Lorsqu'il a raccroché, ses premières pensées sont allées à sa mère, la grand-mère de Brandon. Après la mort de son mari, cette dernière a voué sa vie à son petit-fils. «Lorsque mon père est décédé, Brandon est devenu le centre de sa vie. Elle m'a beaucoup aidé à l'élever. Elle s'ennuie énormément de lui», dit-il.
La famille Volpi pousse maintenant un soupir de soulagement. Sans nouvelle du présumé meurtrier pendant un mois, les dernières semaines ont été «frustrantes», avoue M. Volpi.
«C'est un soulagement. Je ne pourrais jamais revoir mon fils. Mais il peut enfin reposer en paix avec mon père», dit-il. «Je dois rester fort et regarder en avant.»
Devontay Hackett était recherché depuis le 10 juin dernier par les enquêteurs du Service de police d'Ottawa (SPO), pour être accusé de meurtre au deuxième degré. Le jeune homme âgé de 18 ans comparaîtra par vidéoconférence, samedi matin, au palais de justice d'Ottawa.

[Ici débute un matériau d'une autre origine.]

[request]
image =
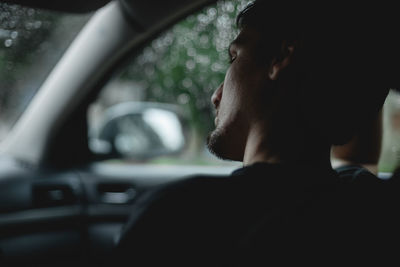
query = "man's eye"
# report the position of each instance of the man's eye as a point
(231, 59)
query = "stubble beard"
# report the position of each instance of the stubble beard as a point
(215, 143)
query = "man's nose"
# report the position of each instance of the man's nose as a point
(216, 97)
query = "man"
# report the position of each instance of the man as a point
(291, 92)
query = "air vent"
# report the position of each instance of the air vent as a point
(52, 195)
(112, 193)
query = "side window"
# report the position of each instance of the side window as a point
(31, 43)
(158, 109)
(390, 155)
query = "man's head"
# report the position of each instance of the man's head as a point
(302, 74)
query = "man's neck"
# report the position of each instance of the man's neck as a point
(294, 150)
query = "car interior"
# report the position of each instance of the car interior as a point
(123, 106)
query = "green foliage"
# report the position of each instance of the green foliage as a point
(186, 63)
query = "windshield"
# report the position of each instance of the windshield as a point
(31, 42)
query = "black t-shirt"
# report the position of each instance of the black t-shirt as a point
(260, 214)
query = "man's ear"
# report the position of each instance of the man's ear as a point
(282, 61)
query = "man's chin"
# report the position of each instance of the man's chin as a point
(216, 144)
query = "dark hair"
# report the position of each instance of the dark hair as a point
(347, 59)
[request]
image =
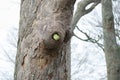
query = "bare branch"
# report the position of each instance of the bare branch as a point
(89, 39)
(81, 11)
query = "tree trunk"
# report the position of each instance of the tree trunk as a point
(43, 51)
(112, 52)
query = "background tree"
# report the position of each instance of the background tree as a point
(112, 52)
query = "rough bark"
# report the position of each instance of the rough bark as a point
(112, 52)
(40, 54)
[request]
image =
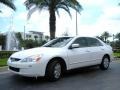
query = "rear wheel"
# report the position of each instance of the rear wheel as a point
(54, 71)
(105, 63)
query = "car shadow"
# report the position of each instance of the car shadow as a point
(86, 72)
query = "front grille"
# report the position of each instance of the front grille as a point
(14, 69)
(14, 59)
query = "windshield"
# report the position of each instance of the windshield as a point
(58, 42)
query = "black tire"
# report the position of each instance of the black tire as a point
(54, 71)
(105, 63)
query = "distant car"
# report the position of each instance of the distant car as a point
(59, 55)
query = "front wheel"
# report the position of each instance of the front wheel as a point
(54, 71)
(105, 63)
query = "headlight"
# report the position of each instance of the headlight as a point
(35, 58)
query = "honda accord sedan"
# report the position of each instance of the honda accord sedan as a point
(60, 55)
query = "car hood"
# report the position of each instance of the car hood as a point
(35, 51)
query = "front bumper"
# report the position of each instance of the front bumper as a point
(27, 69)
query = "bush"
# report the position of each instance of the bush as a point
(6, 54)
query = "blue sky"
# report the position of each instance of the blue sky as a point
(98, 16)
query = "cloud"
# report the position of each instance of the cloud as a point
(6, 12)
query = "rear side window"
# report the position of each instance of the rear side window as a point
(81, 41)
(93, 42)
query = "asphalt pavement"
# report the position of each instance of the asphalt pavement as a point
(91, 78)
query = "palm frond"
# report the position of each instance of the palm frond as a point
(8, 3)
(65, 7)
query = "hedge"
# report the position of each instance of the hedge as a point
(6, 54)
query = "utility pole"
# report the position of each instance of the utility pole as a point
(24, 32)
(76, 25)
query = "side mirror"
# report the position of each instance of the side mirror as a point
(74, 46)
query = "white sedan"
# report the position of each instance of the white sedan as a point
(59, 55)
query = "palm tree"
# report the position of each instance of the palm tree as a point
(52, 6)
(8, 3)
(106, 35)
(117, 36)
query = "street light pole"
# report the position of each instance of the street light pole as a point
(24, 32)
(76, 25)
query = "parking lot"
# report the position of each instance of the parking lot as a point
(91, 78)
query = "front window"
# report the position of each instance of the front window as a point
(59, 42)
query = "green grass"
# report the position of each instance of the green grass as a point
(3, 62)
(116, 54)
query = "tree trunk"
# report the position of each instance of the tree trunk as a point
(52, 23)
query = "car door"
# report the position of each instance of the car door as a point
(95, 49)
(78, 56)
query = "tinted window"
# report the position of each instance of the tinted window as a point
(81, 41)
(59, 42)
(93, 42)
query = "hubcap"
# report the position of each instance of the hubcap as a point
(106, 62)
(57, 70)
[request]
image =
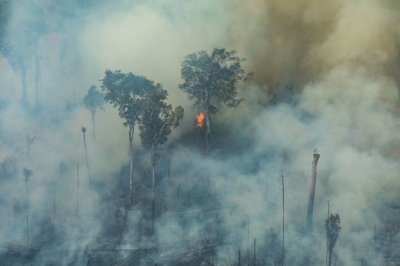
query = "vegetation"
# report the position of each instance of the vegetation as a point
(210, 79)
(156, 124)
(332, 225)
(128, 93)
(93, 100)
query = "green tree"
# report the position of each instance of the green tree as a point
(332, 226)
(156, 124)
(127, 92)
(21, 25)
(93, 100)
(210, 79)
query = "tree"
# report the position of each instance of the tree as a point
(27, 175)
(19, 35)
(310, 209)
(93, 100)
(210, 79)
(128, 92)
(332, 225)
(87, 160)
(156, 124)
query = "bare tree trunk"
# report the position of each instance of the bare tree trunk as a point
(254, 253)
(153, 192)
(87, 160)
(37, 79)
(94, 123)
(27, 230)
(248, 239)
(54, 201)
(329, 257)
(131, 130)
(208, 130)
(312, 192)
(327, 241)
(24, 86)
(283, 219)
(77, 188)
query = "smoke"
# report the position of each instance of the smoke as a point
(326, 78)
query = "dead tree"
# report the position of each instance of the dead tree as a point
(312, 191)
(87, 160)
(332, 225)
(283, 219)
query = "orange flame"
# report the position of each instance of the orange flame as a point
(200, 119)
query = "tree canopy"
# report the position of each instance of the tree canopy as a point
(127, 92)
(157, 122)
(93, 100)
(210, 79)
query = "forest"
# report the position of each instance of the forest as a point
(222, 133)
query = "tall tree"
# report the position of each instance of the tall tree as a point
(156, 124)
(127, 92)
(21, 25)
(93, 100)
(310, 209)
(210, 79)
(87, 160)
(332, 226)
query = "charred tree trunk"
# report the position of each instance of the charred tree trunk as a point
(87, 160)
(283, 219)
(37, 79)
(77, 188)
(94, 123)
(153, 193)
(312, 192)
(24, 85)
(131, 130)
(208, 130)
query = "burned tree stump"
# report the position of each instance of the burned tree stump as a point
(310, 209)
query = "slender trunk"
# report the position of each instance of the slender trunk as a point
(94, 124)
(312, 192)
(248, 239)
(327, 243)
(54, 201)
(329, 257)
(208, 130)
(131, 130)
(283, 219)
(27, 230)
(87, 160)
(37, 79)
(254, 254)
(153, 193)
(24, 86)
(77, 188)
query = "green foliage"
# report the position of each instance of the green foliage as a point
(128, 92)
(332, 226)
(157, 122)
(211, 79)
(93, 100)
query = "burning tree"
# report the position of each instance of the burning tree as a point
(156, 124)
(93, 100)
(128, 92)
(210, 80)
(332, 225)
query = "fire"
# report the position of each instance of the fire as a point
(200, 119)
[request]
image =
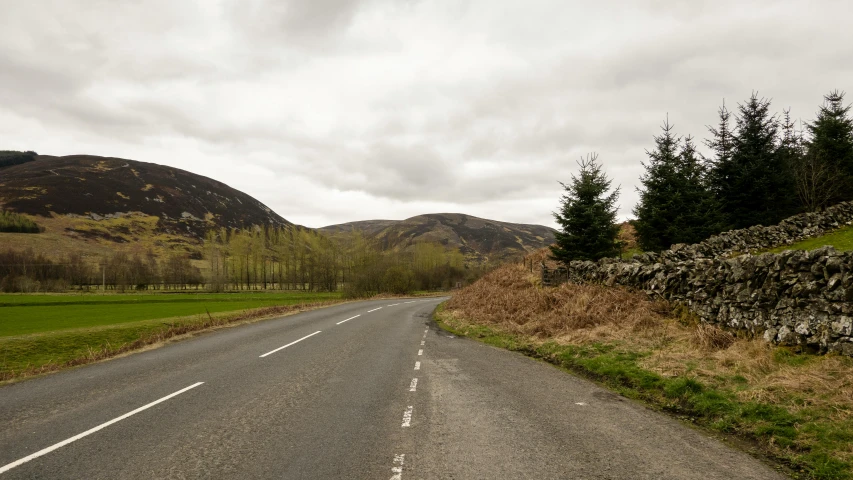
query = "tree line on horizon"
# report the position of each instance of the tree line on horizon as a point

Danny Volpi y sera. Il veut voir le visage du jeune homme qui est accusé d'avoir tué son fil. Il veut comprendre comment une bagarre entre deux jeunes adultes peut avoir des conséquences aussi dramatiques.
«Je veux savoir, pourquoi... comment... pourquoi aller jusqu'à tuer quelqu'un?, lance-t-il, ébranlé. Des bagarres à mains nues, ça arrive et ce n'est pas un problème. Mais qu'est-ce qui donne le droit de tuer quelqu'un?»
«Mon fils avait un brillant avenir devant lui. Les gens devraient réfléchir avant d'agir.»
Brandon Volpi, un étudiant à la St. Patrick's High School, a été assassiné le soir de son bal des finissants, dans la nuit du 6 au 7 juin dernier. Il aurait eu la gorge tranchée devant l'hôtel Les Suites, suivant une violente altercation. Selon plusieurs témoins de la scène, le défunt a confronté un groupe de jeunes hommes qui s'en étaient pris à l'un de ses amis.
M. Volpi dit avoir eu de la difficulté à dormir dans les dernières semaines. Il chérit de précieux souvenir de son fils.
Des étudiants d'au moins trois écoles secondaires d'Ottawa avaient réservé des chambres dans l'hôtel de la rue Besserer. Ils s'y étaient rassemblés après leur après-bal, qui se déroulait à Camp Fortune.
Dans les heures qui ont suivi la mort de Brandon Volpi, une pluie de messages de réconfort a inondé les médias sociaux.
Le jeune homme a été décrit comme un garçon aimable et bienfaisant. Un ami proche avait également souligné que le jeune homme avait récemment repris sa vie en main. Il aurait abandonné de «mauvaises habitudes» et comptait poursuivre des études collégiales.